SEKATOJAMBI.COM, JAMBI – Ketua Lembaga Perlindungan Anak Indonesia (LPAI) Jambi Amsyarnedi Asnawi menyatakan bahwa, vonis dua tahun yang dijatuhi Hakim Pengadilan Negeri Jambi kepada terdakwa pencabulan terhadap anak Rizki Apriyanto alias Yanto sangat miris.
Asnawi mengatakan bahwa, vonis Hakim seharusnya berdasarkan Undang-Undang Perlindungan Anak, yang vonis minimalnya adalah lima tahun penjara.
“Sangat miris, kalau ini berulang, yang kasihan anak-anak. Di mana, kasus yang naik ke pengadilan justru vonisnya ringan dan ini tidak adil,” katanya.
Menurutnya dalam kasus ini sudah sangat jelas bahwa, pelaku adalah orang dewasa dan melakukan pelecehan terhadap anak di bawah umur.
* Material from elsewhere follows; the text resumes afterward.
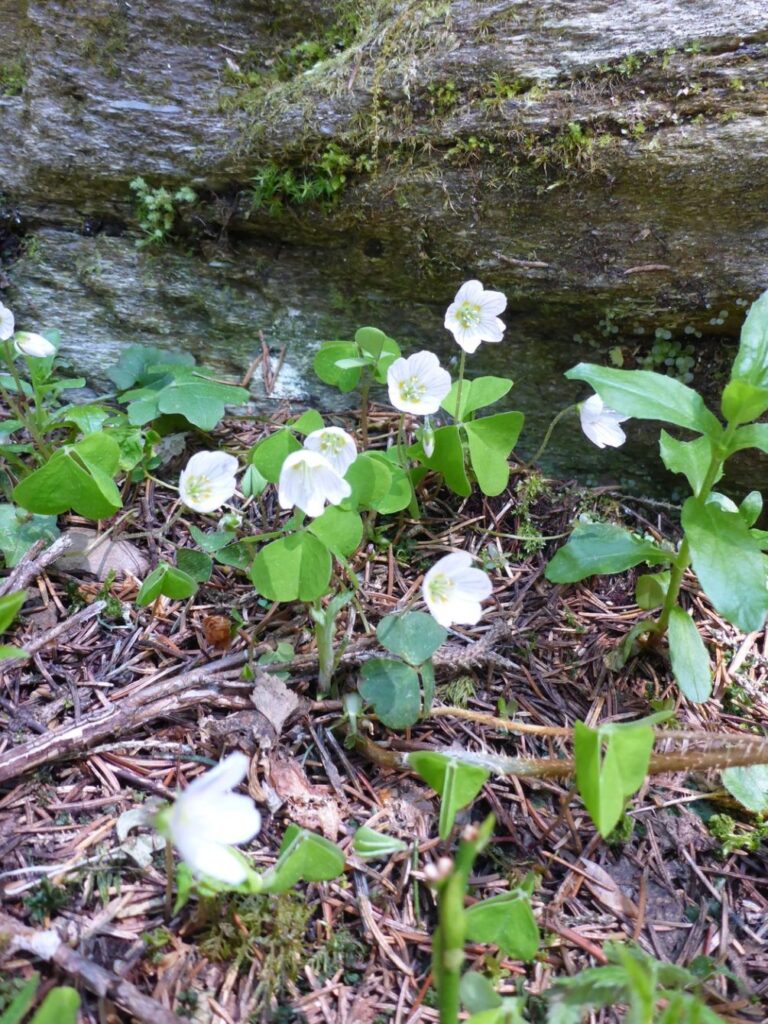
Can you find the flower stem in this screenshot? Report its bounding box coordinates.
[527,402,579,466]
[454,349,467,423]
Dan kasusnya sudah sangat spesifik, sehingga tidak ada alasan tidak menerapkan Undang-Undang Perlindungan Anak.
Terkait hal ini, LPAI Jambi akan menyurati Kejari Jambi, agar melakukan banding, dan mendorong pelaku dihukum maksimal.
“Hari Senin (7/7/2025) kita akan surati Kejari. Dan jika tidak ada tanggapan, kita akan bersurat ke KPAI Ousqt, ke Kak Seto,” jelasnya.
Asnawai mengaku akan tegak lurus dalam memperjuangkan keadilan bagi korban, dan tidak bisa diintervensi dalam bentuk apapun.
Sementara itu, IM selaku orang tua korban mengatakan, sejak peristiwa pencabulan yang dialami anaknya di November 2024 itu, psikologis anaknya tidak stabil dan tidak terkontrol. Emosi anaknya kerap meledak-ledak, meski hanya persoalan kecil.
“Kami juga takut, apa-apa dia sekarang gampang marah. Cuman ada salah dikit saja, bapaknya, saya dia marahi, dan marahnya bukan marah anak-anak, benar-benar tidak terkontrol,” kata IM, saat diwawancarai awak media, Sabtu (5/7/2025) sore.
Bahkan, saat ini anaknya sudah tidak masuk sekolah. Pasca kejadian itu, luka yang dialaminya semakin dalam, ketika teman-temannya melakukan aksi perundungan.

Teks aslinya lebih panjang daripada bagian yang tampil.